Brooks Orpik is skating, not progressing.
Still dealing with concussion symptoms, Orpik skated with other injured Penguins prior to a game-day practice at Consol Energy Center on Friday morning.
Coach Dan Bylsma downplayed the significance of Orpik's first time on the ice since an attack by Boston's Shawn Thornton in a loss at TD Garden last Saturday night.
Bylsma said Orpik's skating session was merely “light workouts in a familiar environment,” and added that Orpik is not symptom-free.
Orpik, as is club policy on injured players, was not available for comment.
He was knocked unconscious after being taken down from behind then repeatedly punched by Thornton. Orpik's symptoms since have included memory loss, headaches and neck soreness.
NHL protocol calls for a player to pass a baseline cognitive test before gaining return-to-play clearance after a concussion diagnosis. A player cannot take that test until he is without symptoms.
Orpik has not taken that test.
Thornton decision looms
Thornton had an in-person supplemental discipline hearing with NHL Player Safety on Friday afternoon.
Any ruling will be announced Saturday.
The Penguins, as an organization, had not received any indication of the severity of Thornton's potential supplemental discipline — though players said Friday they believe a suspension would be a least 15 games.
“I want to see what kind of direction the league is going to go on this,” winger Pascal Dupuis said.

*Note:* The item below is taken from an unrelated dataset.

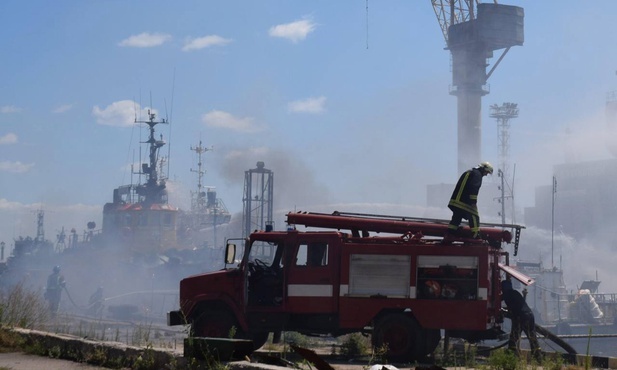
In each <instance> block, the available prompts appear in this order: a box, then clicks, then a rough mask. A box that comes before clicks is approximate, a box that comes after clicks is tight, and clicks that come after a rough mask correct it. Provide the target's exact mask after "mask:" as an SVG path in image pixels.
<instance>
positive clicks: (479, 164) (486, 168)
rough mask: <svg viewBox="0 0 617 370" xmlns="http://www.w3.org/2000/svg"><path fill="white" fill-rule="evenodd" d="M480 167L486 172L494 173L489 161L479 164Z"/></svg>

Shero talks Neal suspension
General manager Ray Shero said he had Player Safety send him all videos of incidents that resulted in right winger James Neal's three suspensions and one fine for illegal hits.
Those will be used to help Neal refine his approach, not change his game entirely as winger Matt Cooke did three years ago. Neal served the second game of his five-game suspension Friday.

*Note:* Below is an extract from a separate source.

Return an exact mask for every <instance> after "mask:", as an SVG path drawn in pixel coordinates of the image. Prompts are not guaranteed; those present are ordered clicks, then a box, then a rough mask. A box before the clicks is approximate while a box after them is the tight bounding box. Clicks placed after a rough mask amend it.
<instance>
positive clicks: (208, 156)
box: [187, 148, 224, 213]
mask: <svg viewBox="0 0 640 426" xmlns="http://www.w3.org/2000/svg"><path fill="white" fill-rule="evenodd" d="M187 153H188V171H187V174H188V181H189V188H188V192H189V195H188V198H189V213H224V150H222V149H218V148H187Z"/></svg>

“We don't have a serial killer here,” Shero said of Neal, whose latest suspension — and second with the Penguins — was for delivering a knee to the head of Boston's Brad Marchand last Saturday night.
“It's an emotional response to something that happens on the ice,” Shero said. “He's got to think more before he reacts. It's part of maturity, part of learning. With any player, you want respect with the way you play, but you also want respect from your peers around the league that you're an honest, hard player.
“You find that line. It's part of our responsibility to (help), but certainly it ultimately falls to that player.”
Wearing white outside
The Penguins will wear white jerseys against Chicago for the Stadium Series game at Solider Field on March 1. The jerseys were unveiled Friday.
Neither the Skating Penguin emblem nor black/Las Vegas gold color scheme was altered.
The jerseys feature a black shoulder plate, striped sleeves and piping at the bottom. Also, there is a metallic tint to the crest.
The Penguins will wear the Stadium Series jerseys only once. There are tentative planes for a new alternate jersey that could debut next season.
A design is not finalized, but under consideration is a jersey similar to the ones the Penguins wore during their 1991 and 1992 Stanley Cup runs.